O QAV representa no Brasil 40% dos custos das empresas aéreas e está no centro das discussões de um socorro financeiro do governo às companhias de aviação brasileira, com a criação de um fundo de R$ 6 bilhões.

O site ProntopraVoar alinha, entre as dificuldades práticas da abertura de voos domésticos a empresas estrangeiras, além do alto custo do QAV, a pouca disponibilidade, por parte delas, de assentos e aeronaves para operar no Brasil e a necessidade de instalar infraestrutura e pessoal de atendimento no país.
Com apenas dois artigos, o projeto de lei 4.715/2023 acrescenta parágrafo único ao artigo 216 do Código Brasileiro de Aeronáutica para determinar que “ os serviços aéreos de transporte doméstico poderão ser executados por empresas estrangeiras autorizadas pelo Poder Executivo, em rotas específicas, por razões de utilidade pública ou interesse nacional, independentemente de reciprocidade.”

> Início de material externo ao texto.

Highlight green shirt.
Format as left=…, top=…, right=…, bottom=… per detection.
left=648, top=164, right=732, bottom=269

Se aprovado na CRE, o projeto segue para a Comissão de Infraestrutura, em caráter terminativo – isto é, se aprovado também na CI, vai direto ao exame da Câmara dos Deputados, sem passar pelo plenário do Senado.

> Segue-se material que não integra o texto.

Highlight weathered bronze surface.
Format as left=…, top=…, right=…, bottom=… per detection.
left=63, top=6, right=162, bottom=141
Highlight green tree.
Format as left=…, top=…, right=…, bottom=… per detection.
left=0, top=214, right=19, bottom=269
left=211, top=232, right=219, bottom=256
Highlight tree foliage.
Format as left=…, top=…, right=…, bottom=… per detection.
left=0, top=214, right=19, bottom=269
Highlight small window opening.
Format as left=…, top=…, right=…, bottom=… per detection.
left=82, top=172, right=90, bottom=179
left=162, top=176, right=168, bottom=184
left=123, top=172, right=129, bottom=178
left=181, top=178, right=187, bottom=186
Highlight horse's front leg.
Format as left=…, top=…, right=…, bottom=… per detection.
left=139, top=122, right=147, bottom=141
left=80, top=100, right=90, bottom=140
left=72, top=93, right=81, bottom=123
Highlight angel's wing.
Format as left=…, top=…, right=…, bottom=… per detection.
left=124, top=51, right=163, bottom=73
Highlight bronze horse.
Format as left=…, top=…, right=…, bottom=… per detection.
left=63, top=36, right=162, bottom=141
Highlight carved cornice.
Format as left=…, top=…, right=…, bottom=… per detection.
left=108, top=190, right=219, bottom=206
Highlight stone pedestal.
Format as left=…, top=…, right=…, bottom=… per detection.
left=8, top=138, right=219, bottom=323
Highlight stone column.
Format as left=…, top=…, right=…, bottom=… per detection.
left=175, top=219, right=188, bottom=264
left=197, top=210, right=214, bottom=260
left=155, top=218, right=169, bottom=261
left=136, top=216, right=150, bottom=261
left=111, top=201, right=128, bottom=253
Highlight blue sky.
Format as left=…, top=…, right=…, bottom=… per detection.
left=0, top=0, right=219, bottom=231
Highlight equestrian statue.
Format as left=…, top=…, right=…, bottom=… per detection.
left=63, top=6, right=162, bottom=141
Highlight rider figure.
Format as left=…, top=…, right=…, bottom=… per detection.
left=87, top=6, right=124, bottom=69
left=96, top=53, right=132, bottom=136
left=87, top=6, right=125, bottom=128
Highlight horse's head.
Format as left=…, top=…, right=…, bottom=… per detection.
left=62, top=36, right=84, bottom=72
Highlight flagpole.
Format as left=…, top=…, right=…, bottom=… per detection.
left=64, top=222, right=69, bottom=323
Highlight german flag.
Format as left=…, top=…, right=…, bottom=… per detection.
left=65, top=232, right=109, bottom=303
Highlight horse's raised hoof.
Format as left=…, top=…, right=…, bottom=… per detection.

Vigente desde 1976, o Código Brasileiro de Aeronáutica estabelece que os serviços aéreos de transporte doméstico são exclusividade de empresas constituídas sob as leis brasileiras, com sede e administração no país.

Na justificação do PL 4.715/2023, Petecão aponta a necessidade de maior concorrência, diante de um mercado oligopolizado, com somente três grandes companhias operando – Latam, Gol e Azul – e o grande déficit logístico existente hoje na região norte.

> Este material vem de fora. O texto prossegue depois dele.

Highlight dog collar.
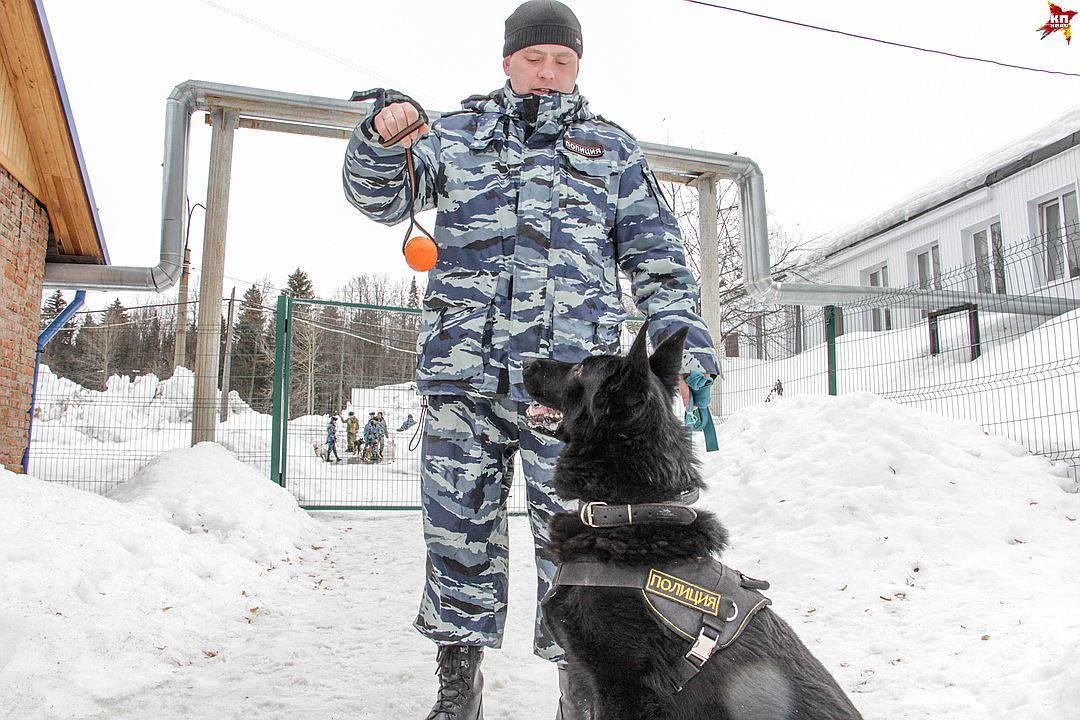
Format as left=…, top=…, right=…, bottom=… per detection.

“Justamente as regiões que mais dependem de meios de transporte de longa distância têm baixa disponibilidade de voos, o que resulta em grande dificuldade de conexão com o resto do Brasil”, escreve o senador do Acre.
Parlamentar de esquerda – e, portanto, avesso ao capital estrangeiro em alguns segmentos da economia e defensor de reservas de mercado -, Randolfe justifica sua aprovação ao projeto de lei argumentando que não haveria concorrência desleal com as três grandes empresas brasileiras.
“Não seria uma abertura descontrolada e imotivada, com as empresas estrangeiras optando por ingressar nos mercados mais lucrativos ou em rotas sazonais. Isto não ocorrerá, pois o Poder Executivo manterá o controle e estabelecerá rotas específicas pautadas por utilidade pública ou interesse nacional”, diz em seu parecer o relator do PL 4.715/2023.
Segundo Randolfe Rodrigues, países como Austrália, Chile e México permitem que companhias aéreas de fora operem suas linhas domésticas. “A carência de voos ao norte do país é notória e tanto é verdade que, entre as dez maiores taxas de ocupação de aeronaves em rotas nacionais, estão Campinas-Porto Velho (89,23%), Belém-Campinas (87,89%) e Belém-Belo Horizonte (86,7%)”, justifica ele ainda.